Model-based optimization and life cycle analysis of battery hybrid maritime propulsion systems
The aim of the project is the economic and ecological evaluation and optimisation of the hybridisation of large maritime engines powered by e-Fuels. Although the use of e-Fuels can minimise the emission of pollutants over the entire chain from energy production to the provision of traction power, emissions still occur locally when fuel is burned. Therefore, the reduction potential of these local emissions by hybridisation of large engines with battery storage systems will be analysed. The investigations carried out for this purpose concentrate on the application cases "Plug-In Ferry" and "Hybrid Tugboat", which are particularly suitable for hybridisation due to the rapidly changing load requirements and standby phases.
To enable such an analysis, the first step is to determine a battery cell that is suitable for maritime applications. This is then analysed and characterised. For this purpose, procedures from the field of cell characterization for stationary and automotive applications are adopted and adapted to the specific requirements of large engines with synthetic fuels for maritime applications. Here, among other things, the requirements for the dynamics of the model as well as the type of use and the resulting ageing can differ from previous application scenarios.
In addition, an optimal interaction between the marine engine and battery storage must be ensured in the design simulation in order to determine the optimum battery size. Therefore, an operating strategy for the battery storage unit is being developed which can be integrated into the design simulation of. This algorithm evaluates different operating points of the battery ac-cording to ecological and economical aspects. Thus, each use of the battery causes a degradation, which is mapped by the ageing model of the battery. This degradation has to be weighed against the benefits of using the storage to enable an ideal operating strategy.

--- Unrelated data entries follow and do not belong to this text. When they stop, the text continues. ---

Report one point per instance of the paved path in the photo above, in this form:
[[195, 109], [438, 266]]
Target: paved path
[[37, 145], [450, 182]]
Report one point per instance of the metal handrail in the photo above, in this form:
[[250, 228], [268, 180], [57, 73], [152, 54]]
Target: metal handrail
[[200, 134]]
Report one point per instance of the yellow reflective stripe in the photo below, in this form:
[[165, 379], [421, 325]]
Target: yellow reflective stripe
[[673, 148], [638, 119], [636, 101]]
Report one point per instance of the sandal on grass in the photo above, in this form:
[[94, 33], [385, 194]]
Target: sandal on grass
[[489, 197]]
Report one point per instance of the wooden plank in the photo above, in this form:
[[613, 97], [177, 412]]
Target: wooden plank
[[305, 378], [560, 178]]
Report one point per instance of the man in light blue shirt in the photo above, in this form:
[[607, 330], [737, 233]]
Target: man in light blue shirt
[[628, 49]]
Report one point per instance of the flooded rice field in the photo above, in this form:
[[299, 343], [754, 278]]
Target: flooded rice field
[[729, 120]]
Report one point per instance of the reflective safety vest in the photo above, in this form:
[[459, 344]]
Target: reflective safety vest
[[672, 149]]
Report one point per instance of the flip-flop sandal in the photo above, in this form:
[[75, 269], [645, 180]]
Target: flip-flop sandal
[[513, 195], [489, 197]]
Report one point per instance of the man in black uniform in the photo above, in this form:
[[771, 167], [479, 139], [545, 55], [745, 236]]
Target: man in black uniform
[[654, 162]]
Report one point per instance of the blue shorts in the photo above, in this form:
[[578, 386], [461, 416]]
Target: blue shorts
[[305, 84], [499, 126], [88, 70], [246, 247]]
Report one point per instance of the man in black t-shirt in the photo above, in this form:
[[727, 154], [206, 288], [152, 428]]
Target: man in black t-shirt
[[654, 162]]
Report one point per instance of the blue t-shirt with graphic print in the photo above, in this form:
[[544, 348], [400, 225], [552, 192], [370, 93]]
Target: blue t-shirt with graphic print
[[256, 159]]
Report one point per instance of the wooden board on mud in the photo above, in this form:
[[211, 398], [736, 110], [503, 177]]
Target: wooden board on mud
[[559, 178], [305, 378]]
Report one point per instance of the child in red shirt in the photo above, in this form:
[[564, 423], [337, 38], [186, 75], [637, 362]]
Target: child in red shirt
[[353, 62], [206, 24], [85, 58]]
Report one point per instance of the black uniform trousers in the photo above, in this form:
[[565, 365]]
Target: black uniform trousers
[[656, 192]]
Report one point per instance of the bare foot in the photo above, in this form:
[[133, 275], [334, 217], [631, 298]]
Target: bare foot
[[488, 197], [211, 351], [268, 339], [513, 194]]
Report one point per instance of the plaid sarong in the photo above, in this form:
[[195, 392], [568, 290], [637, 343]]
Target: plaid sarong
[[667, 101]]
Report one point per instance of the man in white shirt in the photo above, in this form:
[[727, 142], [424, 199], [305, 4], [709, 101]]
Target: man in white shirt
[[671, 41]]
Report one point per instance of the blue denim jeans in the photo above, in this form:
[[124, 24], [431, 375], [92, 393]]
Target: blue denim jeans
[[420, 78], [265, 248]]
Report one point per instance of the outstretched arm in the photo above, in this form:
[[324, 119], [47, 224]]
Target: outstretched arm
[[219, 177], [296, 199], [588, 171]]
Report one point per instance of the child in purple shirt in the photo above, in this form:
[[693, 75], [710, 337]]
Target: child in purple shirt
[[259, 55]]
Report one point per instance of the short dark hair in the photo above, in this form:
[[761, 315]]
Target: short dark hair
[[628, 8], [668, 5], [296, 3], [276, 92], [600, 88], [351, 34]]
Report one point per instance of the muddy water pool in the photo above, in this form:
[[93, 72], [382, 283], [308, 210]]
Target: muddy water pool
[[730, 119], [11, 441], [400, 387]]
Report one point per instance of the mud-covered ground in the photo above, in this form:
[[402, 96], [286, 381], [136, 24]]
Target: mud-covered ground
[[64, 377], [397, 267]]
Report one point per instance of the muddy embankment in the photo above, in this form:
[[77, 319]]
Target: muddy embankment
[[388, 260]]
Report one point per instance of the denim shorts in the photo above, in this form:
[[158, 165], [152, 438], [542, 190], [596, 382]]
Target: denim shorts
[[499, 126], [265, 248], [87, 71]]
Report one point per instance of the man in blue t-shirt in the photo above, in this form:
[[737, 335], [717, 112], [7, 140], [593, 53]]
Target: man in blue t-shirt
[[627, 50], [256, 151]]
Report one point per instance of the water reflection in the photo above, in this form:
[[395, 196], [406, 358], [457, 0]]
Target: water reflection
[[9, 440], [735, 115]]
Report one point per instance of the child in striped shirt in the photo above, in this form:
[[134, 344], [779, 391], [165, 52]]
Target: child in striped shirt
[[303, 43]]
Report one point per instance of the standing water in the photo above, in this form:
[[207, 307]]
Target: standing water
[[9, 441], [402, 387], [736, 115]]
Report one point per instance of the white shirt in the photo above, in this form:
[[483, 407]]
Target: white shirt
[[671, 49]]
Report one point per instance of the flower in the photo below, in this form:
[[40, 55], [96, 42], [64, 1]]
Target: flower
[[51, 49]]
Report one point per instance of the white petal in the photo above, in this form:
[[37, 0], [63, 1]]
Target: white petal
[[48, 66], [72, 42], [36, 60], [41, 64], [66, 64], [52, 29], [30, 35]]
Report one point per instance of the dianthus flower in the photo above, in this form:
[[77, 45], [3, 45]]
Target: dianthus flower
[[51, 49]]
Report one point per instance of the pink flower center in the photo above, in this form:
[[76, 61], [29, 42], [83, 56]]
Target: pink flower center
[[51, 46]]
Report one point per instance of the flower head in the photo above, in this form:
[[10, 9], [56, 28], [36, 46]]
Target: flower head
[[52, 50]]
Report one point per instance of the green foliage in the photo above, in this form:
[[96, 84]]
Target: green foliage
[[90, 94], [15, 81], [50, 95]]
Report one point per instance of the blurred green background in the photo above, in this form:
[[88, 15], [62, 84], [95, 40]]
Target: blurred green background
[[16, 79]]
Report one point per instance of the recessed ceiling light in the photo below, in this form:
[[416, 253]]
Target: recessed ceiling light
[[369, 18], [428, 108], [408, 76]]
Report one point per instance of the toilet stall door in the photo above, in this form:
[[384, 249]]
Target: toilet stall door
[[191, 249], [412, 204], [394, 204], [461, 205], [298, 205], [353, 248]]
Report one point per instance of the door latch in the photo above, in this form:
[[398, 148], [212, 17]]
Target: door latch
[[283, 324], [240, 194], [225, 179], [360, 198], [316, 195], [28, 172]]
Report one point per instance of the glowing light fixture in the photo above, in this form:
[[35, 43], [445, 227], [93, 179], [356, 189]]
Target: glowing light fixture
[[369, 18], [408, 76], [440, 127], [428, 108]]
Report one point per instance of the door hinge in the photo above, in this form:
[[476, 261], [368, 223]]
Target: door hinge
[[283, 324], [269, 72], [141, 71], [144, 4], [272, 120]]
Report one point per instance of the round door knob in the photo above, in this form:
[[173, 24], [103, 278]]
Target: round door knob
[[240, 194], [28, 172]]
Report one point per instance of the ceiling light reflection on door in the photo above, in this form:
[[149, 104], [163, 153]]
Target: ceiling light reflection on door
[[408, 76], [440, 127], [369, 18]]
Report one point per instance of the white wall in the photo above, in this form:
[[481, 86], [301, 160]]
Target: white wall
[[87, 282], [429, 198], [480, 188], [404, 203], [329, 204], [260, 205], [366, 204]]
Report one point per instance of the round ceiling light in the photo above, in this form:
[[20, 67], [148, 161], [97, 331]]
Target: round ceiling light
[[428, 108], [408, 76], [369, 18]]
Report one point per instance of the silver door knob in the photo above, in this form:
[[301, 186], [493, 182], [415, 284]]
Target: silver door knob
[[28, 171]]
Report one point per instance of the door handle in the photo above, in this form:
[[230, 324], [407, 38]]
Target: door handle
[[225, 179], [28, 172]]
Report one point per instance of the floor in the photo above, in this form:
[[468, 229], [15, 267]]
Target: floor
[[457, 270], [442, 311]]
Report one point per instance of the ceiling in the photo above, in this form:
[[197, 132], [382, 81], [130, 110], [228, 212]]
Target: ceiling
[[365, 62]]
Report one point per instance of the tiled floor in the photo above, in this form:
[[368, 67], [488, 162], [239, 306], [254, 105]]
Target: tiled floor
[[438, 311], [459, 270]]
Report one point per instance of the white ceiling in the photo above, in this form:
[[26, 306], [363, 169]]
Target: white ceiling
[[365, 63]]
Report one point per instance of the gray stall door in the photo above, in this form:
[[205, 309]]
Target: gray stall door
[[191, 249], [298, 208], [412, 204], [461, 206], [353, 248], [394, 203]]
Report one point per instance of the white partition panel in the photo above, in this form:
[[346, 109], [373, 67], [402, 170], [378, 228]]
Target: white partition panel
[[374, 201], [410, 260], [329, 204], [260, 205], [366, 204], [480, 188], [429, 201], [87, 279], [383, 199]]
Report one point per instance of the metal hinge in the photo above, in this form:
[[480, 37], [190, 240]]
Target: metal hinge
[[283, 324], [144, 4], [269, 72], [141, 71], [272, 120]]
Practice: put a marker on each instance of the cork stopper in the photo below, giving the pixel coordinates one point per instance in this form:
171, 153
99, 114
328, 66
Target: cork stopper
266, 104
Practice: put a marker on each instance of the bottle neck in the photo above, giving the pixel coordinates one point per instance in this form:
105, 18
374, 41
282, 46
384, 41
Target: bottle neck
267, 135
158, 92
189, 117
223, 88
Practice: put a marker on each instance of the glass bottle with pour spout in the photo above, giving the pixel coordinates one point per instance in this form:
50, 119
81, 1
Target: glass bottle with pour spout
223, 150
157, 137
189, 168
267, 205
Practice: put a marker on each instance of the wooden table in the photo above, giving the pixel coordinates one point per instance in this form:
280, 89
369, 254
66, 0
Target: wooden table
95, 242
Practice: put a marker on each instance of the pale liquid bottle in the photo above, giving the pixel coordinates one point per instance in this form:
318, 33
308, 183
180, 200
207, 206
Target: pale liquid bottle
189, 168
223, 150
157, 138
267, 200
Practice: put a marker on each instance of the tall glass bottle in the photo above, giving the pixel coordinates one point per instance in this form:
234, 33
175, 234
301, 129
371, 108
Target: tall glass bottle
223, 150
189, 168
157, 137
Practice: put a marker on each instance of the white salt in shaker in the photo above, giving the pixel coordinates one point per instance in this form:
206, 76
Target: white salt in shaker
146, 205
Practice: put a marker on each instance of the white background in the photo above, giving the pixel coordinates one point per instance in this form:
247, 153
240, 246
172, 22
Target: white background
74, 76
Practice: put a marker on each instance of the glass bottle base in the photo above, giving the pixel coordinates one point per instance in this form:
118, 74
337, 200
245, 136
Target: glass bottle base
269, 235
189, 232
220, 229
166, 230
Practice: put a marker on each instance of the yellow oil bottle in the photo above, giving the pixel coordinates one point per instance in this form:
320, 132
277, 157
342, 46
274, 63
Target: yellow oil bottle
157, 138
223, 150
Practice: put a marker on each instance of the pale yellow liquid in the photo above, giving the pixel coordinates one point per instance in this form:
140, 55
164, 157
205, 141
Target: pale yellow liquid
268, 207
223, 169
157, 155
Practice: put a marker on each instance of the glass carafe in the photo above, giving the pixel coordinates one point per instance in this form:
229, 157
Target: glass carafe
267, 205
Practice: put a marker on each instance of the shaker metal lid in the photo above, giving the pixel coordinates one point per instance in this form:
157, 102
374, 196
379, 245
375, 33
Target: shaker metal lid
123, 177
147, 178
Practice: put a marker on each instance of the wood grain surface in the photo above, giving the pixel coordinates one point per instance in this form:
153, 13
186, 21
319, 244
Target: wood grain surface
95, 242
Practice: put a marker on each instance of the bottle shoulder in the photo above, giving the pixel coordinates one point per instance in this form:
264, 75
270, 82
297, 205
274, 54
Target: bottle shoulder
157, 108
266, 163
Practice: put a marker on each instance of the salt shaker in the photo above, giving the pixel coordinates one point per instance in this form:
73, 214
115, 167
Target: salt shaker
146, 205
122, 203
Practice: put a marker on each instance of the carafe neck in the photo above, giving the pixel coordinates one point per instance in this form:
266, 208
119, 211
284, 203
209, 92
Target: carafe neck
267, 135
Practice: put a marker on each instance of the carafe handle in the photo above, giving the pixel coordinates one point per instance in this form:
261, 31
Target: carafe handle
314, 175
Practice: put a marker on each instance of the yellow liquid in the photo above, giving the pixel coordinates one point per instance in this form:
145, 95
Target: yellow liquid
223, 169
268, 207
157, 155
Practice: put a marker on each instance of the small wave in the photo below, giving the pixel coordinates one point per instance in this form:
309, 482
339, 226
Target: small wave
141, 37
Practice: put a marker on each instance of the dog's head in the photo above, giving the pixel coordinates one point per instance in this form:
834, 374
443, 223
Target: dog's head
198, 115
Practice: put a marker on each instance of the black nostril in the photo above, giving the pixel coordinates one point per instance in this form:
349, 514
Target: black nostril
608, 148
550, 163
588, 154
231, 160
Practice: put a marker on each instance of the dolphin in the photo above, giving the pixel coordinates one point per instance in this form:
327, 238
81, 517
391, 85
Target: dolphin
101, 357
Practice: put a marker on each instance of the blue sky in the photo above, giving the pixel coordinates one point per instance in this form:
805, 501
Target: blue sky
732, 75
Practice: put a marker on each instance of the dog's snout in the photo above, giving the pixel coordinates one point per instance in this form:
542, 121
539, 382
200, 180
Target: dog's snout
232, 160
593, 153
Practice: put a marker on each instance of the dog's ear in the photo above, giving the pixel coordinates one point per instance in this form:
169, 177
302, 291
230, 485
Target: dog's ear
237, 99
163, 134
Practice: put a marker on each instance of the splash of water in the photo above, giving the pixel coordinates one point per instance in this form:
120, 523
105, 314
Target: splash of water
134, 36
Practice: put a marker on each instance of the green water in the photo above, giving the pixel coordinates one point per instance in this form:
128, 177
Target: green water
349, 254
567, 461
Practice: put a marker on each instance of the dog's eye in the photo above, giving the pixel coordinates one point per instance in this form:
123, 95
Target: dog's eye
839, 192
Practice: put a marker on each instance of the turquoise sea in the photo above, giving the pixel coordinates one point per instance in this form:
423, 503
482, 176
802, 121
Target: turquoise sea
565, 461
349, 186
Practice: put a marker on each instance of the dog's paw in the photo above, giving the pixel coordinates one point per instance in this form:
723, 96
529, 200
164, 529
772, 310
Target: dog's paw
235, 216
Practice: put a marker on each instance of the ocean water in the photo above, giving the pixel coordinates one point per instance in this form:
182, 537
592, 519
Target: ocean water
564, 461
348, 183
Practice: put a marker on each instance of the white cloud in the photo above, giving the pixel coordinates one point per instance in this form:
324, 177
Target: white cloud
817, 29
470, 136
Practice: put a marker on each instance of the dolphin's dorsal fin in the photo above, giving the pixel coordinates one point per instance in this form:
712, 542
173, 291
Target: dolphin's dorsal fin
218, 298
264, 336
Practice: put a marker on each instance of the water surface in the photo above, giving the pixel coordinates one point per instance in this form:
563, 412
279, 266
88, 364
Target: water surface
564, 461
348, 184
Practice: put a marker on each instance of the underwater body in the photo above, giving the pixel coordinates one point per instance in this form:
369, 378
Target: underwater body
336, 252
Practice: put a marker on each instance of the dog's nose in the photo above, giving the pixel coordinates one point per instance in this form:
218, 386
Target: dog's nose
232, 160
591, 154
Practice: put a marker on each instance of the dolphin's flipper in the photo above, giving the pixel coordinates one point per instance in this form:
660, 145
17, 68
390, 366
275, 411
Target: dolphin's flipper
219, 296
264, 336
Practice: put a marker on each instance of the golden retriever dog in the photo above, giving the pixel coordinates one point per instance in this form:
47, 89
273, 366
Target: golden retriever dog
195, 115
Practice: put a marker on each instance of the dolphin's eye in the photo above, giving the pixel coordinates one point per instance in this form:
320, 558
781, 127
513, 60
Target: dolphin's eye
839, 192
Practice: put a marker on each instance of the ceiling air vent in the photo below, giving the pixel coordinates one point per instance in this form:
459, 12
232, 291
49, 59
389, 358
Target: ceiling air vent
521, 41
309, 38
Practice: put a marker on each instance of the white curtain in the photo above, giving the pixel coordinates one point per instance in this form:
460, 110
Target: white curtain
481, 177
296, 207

Finally, the life cycle impacts of the storage facility are determined in a life cycle analysis. Energy expenditure for the production of the storage facility, as well as for operation and disposal, is determined and systematically analysed with regard to various impact categories. In this way, it can be determined whether the use of a storage facility leads to a reduction in emissions over its entire service life. In addition, the influences of various boundary conditions, such as the electricity mix used in the manufacture of the system, can be quantified in order to be able to assess the suitability of a battery storage unit in the applications mentioned above.
01st October 2018 – 30th September 2021
The E2Fuels project is funded by the Federal Ministry of Economics and Energy (BMWi) under the funding code 03EIV011F as part of the research initiative "Energiewende im Verkehr".